Retribution was swift when Parliament’s Intelligence and Security Committee ignored Downing Street’s favoured candidate and elected the ‘wrong’ chair, while pleas from the Commons Procedure Committee, and senior MPs, to allow return to full participation via virtual Commons working have been ignored.
Relations with the devolved governments and city region mayors have frequently been difficult, while there have been a string of senior departures from the civil service – up to and including the Cabinet Secretary himself.
The challenging of conventions by the Johnson administration is of course not new – previously including imposition of a chair of the Liaison Committee, an end to the ‘hybrid’ House of Commons and, most famously, an attempted parliamentary prorogation.
Further unrealised suggestions last year that ministers might advise the Queen to withhold royal assent from bills passed by Parliament are explored in the Constitution Unit’s latest report, by former Commons clerk Paul Evans.
In October, over 800 legal figures wrote to the Prime Minister and Home Secretary to demand an end to verbal assaults on human rights lawyers, implicated in actual, physical, attacks. Many senior lawyers have expressed disquiet about the direction of travel, sometimes in strong terms.
Former President of the Supreme Court Lord Neuberger warned of a ‘very slippery slope’ towards ‘tyranny’. The most recent retiree from the court, Lord Kerr, warned of ‘unbridled power’, while Lord Sumption suggested that the Government’s exclusion of Parliament over Covid-19 indicated a drift towards authoritarianism.

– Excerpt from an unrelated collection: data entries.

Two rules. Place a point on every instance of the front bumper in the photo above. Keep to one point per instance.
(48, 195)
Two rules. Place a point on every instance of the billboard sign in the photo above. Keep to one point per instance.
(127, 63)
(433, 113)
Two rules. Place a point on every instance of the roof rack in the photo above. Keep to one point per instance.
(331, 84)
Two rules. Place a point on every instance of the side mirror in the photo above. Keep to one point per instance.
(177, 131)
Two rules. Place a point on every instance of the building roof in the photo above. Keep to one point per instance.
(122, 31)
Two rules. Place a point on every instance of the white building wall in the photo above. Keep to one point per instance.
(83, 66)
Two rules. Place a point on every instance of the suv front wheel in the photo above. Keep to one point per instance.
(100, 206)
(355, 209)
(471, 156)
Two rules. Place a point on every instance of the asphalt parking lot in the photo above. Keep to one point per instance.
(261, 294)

Another uncomfortable intervention came in October, when credit ratings agency Moody’s downgraded the UK, largely on economic grounds linked to Brexit and Covid-19, but also noting that the ‘quality of the UK’s legislative and executive institutions has diminished in recent years’.

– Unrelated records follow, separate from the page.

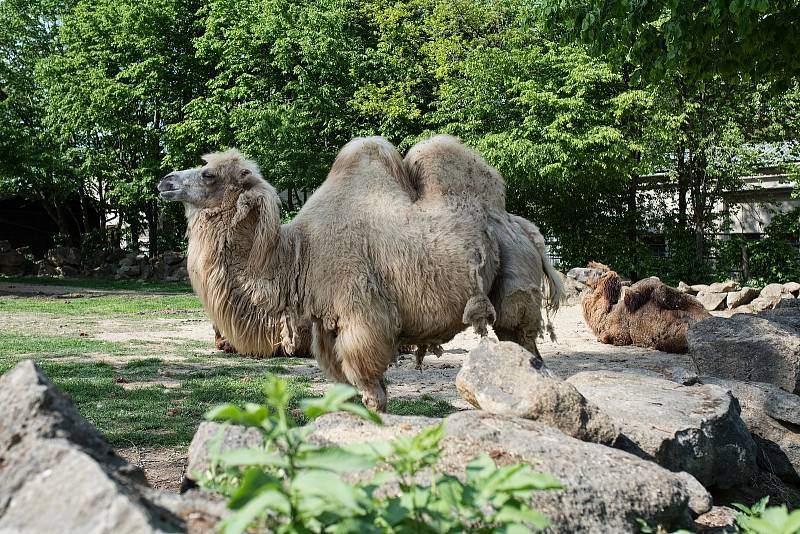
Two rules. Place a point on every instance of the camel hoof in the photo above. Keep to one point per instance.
(375, 398)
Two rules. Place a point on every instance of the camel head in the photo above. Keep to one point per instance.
(224, 176)
(230, 189)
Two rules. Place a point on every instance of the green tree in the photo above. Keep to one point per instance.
(123, 75)
(31, 166)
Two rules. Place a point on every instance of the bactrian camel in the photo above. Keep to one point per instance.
(386, 252)
(647, 314)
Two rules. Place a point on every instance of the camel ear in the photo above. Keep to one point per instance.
(611, 288)
(264, 203)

Risks of ‘democratic backsliding’ are heightened if the governing party itself is quiescent. But dissent on Johnson’s backbenches is extremely high, challenging Government stability to a degree few would have predicted after December’s landslide victory.

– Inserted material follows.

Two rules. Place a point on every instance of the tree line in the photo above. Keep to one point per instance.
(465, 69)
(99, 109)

Many senior Conservatives in both chambers (and beyond) have decried the erosion of constitutional norms and parliamentary accountability.
They include not only the chair of the backbench 1922 Committee, Graham Brady, but also its two vice-chairs, Cheryl Gillan and Charles Walker, and the (hand-picked) chair of the Liaison Committee, Bernard Jenkin.
The principles being challenged run deep in the Conservative Party: with Covid-19 policy provoking libertarians who instinctively oppose the ‘big state’, and threats to the rule of law concerning both those on the party’s left and admirers of Margaret Thatcher.
The future of the constitutional reform programme set out on page 48 of the party’s December manifesto, and particularly the Constitution, Democracy and Rights Commission promised ‘in the first year’ of Johnson’s Government, remains uncertain.
Whether the Commission has been delayed, abandoned, or fragmented into smaller reviews, such as those on administrative law and human rights, remains unclear (as one of us discussed in evidence to the Commons Public Administration and Constitutional Affairs Committee in October).
Such an exercise could constructively review the balance of powers at the heart of our constitution, but there are also fears (as expressed by former Conservative Lord Chancellor David Gauke at a Constitution Unit seminar in early November), that the unifying objective behind these reforms is to reduce constraints on central executive power.
Approaching 11 months into the present Parliament, Johnson and his allies have experimented with this model over both Brexit and Covid-19, and it is not clear that members of his party like what they see.
By Meg Russell, senior fellow at The UK in a Changing Europe and Alan Renwick, Deputy Director of the Constitution Unit.